An abdominal ultrasound scan is the third piece, useful but operator-dependent: the changes it shows can lag behind how the animal actually feels, so a normal scan does not exclude the disease either, and in cats it is less sensitive again (Cridge et al., 2021). None of this means tests are useless. It means pancreatitis is read as a picture built from signs, blood and imaging, where no single number says yes or no, and a vet may sensibly treat a strong suspicion even when one test sits on the fence.
What this means for you, and the outlook
If your pet is unwell right now, with a sore belly and repeated vomiting, work out how urgent it is. Our Vomiting and Diarrhoea Triage walks you through "watch, book or go now", and a very painful belly, relentless vomiting or a collapsing pet is an emergency that the digestive emergencies guide covers. Over the longer haul, logging appetite, vomiting, stool and weight in the Faecal Score Tracker builds exactly the pattern that helps a vet spot a recurring or smouldering pancreas problem.
On outlook, I want to be honest both ways. Most mild cases recover well with good supportive care, and that is where most pets sit. But the severe end of acute pancreatitis is dangerous: published case-fatality figures range widely and depend heavily on severity, which is why vets use scoring systems built around warning signs such as a body-wide inflammatory response, clotting problems, rising kidney values and low blood calcium (Fabrès et al., 2019). I won't quote one scary mortality figure, because it would misrepresent the common, recoverable case while underplaying the serious one. Over years, chronic or repeated inflammation can erode the gland, occasionally towards diabetes or EPI, a further reason to catch the chronic form early.

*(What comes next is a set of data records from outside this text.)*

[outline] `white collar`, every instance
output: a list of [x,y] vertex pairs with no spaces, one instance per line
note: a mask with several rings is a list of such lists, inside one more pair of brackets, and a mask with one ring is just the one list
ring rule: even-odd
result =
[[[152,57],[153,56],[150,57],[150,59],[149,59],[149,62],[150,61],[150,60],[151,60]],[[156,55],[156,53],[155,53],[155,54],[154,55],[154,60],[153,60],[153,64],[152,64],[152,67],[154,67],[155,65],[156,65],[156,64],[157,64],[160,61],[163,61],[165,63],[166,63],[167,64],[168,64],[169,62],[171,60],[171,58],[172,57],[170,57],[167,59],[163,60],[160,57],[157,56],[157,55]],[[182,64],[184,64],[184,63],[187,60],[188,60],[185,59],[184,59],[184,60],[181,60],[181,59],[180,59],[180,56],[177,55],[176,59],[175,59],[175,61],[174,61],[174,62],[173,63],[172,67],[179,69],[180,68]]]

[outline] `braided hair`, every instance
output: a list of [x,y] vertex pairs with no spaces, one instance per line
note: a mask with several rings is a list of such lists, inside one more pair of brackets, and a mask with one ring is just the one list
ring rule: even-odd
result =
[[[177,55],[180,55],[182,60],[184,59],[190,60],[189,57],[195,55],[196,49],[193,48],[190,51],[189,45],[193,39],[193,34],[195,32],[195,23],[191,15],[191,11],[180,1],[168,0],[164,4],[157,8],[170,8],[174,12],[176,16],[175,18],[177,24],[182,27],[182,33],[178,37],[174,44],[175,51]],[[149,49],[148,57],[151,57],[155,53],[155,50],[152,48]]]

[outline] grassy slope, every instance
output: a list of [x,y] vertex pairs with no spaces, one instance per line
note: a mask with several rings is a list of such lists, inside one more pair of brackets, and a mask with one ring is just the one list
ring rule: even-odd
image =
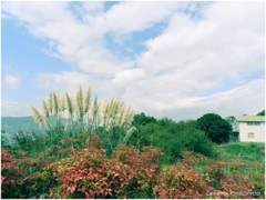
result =
[[265,143],[229,142],[217,146],[221,159],[225,161],[264,162]]

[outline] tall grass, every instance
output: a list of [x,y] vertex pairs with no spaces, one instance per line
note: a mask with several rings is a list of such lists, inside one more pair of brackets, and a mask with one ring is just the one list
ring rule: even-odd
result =
[[112,99],[105,101],[102,108],[98,96],[92,99],[91,87],[85,93],[80,87],[74,99],[68,93],[60,96],[51,92],[47,100],[42,100],[42,112],[31,107],[33,119],[47,130],[50,146],[59,144],[66,138],[78,140],[82,134],[83,141],[78,146],[83,148],[92,133],[99,133],[110,153],[114,147],[125,143],[135,130],[132,128],[134,112],[123,102]]

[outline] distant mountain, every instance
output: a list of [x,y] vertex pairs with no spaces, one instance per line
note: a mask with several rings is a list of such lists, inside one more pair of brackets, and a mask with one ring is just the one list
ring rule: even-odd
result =
[[1,132],[13,133],[18,131],[40,132],[38,123],[29,117],[1,117]]

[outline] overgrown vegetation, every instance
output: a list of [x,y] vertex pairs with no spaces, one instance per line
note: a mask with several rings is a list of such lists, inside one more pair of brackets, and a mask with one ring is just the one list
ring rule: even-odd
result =
[[2,198],[265,198],[264,144],[215,144],[195,120],[102,107],[91,89],[32,111],[45,131],[1,140]]

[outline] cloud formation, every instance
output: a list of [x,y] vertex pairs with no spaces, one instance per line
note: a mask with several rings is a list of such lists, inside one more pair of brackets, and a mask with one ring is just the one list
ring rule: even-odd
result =
[[[103,99],[175,119],[264,109],[264,2],[4,2],[2,11],[72,67],[40,71],[40,89],[91,84]],[[144,36],[158,23],[162,32]],[[126,48],[135,33],[145,50],[134,57],[106,44],[110,36]]]
[[4,77],[4,83],[11,89],[18,89],[21,84],[21,81],[18,77],[8,74]]

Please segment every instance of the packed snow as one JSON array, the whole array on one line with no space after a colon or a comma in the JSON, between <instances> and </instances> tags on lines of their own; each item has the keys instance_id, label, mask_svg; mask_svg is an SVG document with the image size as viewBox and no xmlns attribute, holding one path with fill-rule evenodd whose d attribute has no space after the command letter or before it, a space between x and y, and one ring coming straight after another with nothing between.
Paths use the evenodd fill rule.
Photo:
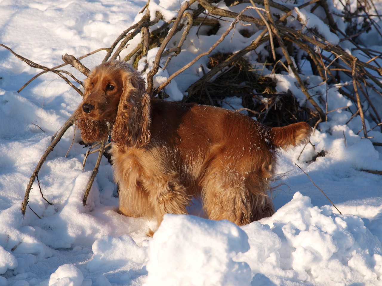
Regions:
<instances>
[{"instance_id":1,"label":"packed snow","mask_svg":"<svg viewBox=\"0 0 382 286\"><path fill-rule=\"evenodd\" d=\"M3 0L0 43L53 67L62 63L65 53L78 57L109 47L142 17L139 12L146 3ZM380 3L374 3L382 11ZM333 3L328 4L335 10ZM152 17L157 10L170 19L180 5L177 0L151 0ZM238 12L245 6L221 8ZM306 19L307 27L317 27L327 40L338 42L337 36L321 25L319 15L305 9L294 13ZM340 18L336 19L344 26ZM222 25L217 35L201 33L190 37L185 50L154 78L155 84L206 50L229 25ZM197 29L193 28L190 34ZM232 31L218 50L235 51L245 46L257 37L255 28L248 29L254 30L250 38ZM370 33L377 34L372 29ZM364 39L365 46L380 49L380 39L367 35ZM152 62L155 53L151 51L142 60ZM252 55L248 58L256 63ZM93 67L104 56L100 52L83 62ZM173 81L166 90L170 100L181 98L202 74L200 65L207 60L202 58ZM309 75L308 67L302 68L312 92L329 93L328 110L352 106L335 88L327 90L325 85L319 85L320 79ZM266 70L263 72L270 73ZM69 70L84 79L74 68ZM72 127L39 174L44 196L53 204L42 198L36 181L29 197L31 209L23 218L21 204L30 176L52 136L81 100L51 73L18 93L39 71L0 47L0 286L382 285L382 176L361 170L382 170L382 147L372 145L382 142L382 134L376 129L368 133L373 138L362 138L359 117L346 124L351 114L343 109L330 112L327 121L319 124L311 138L314 147L308 144L282 154L280 179L275 183L282 184L274 193L277 211L270 217L239 227L207 219L196 202L189 215L166 215L149 238L146 233L155 229L155 221L116 212L116 186L104 158L87 205L83 206L97 155L90 155L83 167L86 149L76 143L79 135ZM307 104L291 73L275 76L278 92L290 90L301 104ZM382 100L376 100L376 108L382 110ZM230 102L240 105L237 98ZM368 129L373 124L367 122ZM312 162L322 151L325 156Z\"/></svg>"}]
</instances>

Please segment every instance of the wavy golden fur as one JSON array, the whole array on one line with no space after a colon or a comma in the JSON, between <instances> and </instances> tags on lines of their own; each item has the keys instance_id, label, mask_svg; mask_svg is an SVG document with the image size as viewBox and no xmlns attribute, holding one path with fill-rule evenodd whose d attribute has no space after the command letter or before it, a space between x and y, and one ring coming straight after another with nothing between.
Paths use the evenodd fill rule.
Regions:
<instances>
[{"instance_id":1,"label":"wavy golden fur","mask_svg":"<svg viewBox=\"0 0 382 286\"><path fill-rule=\"evenodd\" d=\"M303 122L268 128L248 116L196 104L151 100L143 79L126 63L99 66L85 81L76 124L84 141L105 138L112 126L119 210L156 218L187 214L201 198L211 219L239 225L271 215L277 151L306 142Z\"/></svg>"}]
</instances>

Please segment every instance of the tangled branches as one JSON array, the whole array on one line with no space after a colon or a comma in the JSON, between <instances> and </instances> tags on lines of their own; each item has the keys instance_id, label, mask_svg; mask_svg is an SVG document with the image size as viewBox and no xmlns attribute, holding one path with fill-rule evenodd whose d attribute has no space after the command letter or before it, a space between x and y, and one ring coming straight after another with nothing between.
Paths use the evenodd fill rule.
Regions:
<instances>
[{"instance_id":1,"label":"tangled branches","mask_svg":"<svg viewBox=\"0 0 382 286\"><path fill-rule=\"evenodd\" d=\"M335 88L354 103L354 108L348 105L339 108L351 112L350 120L359 116L362 124L360 132L367 138L367 121L374 122L373 129L382 131L380 110L374 102L374 98L382 96L382 53L363 46L362 37L368 32L382 36L376 24L381 16L371 0L359 1L355 10L348 0L344 1L339 0L340 6L335 7L324 0L311 0L299 5L271 0L191 0L184 2L171 19L159 10L151 11L156 6L149 2L141 12L140 20L123 31L110 47L77 58L65 55L63 57L65 63L53 68L38 65L1 45L31 66L43 70L19 92L43 73L52 72L81 95L81 91L73 83L82 84L81 81L61 69L70 65L86 75L89 69L80 61L96 53L106 52L104 62L119 58L139 67L147 78L147 92L162 98L169 96L172 81L176 82L191 67L194 71L195 64L201 62L199 60L209 56L210 64L202 63L199 79L182 90L183 101L217 104L224 101L222 94L237 95L242 97L244 109L252 111L258 120L275 125L283 124L283 120L304 120L312 125L327 121L328 114L333 111L328 104L331 100L328 91ZM345 27L337 24L336 20L340 19L345 21ZM220 49L221 43L227 43L238 34L242 40L239 48L228 51ZM194 43L199 36L211 35L215 35L212 38L215 40L207 49L202 50ZM186 54L185 58L190 58L190 47L193 49L192 60L183 60L188 63L177 69L178 66L172 66L176 57ZM259 66L262 67L256 67ZM326 92L317 91L317 85L309 82L304 74L307 67L310 74L320 78L318 85L324 86ZM169 67L171 74L162 82L156 81L159 71ZM293 75L296 85L306 98L307 103L303 106L297 103L301 99L298 100L291 90L287 94L274 94L278 80L275 76L286 72ZM271 109L277 107L277 116L272 116ZM284 118L280 118L280 114ZM23 203L23 214L40 168L60 136L73 124L73 116L55 137L31 177ZM101 153L104 146L100 148ZM94 176L97 172L96 166Z\"/></svg>"}]
</instances>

The field is also still moving. The old instinct to "rest the pancreas by starving it" has been overturned, with early feeding now preferred because gut rest hinders recovery (Mansfield et al., 2011). A newer hospital medicine for the acute phase, fuzapladib, has been conditionally approved in the United States, but its UK and EU availability is not yet established, so it is best thought of as emerging rather than a routine cure here (AVMA, 2022). What good acute care looks like, the modern blend of fluids, pain relief, anti-nausea medicines such as maropitant (Cerenia) and early feeding, is owned by the pancreatitis flare.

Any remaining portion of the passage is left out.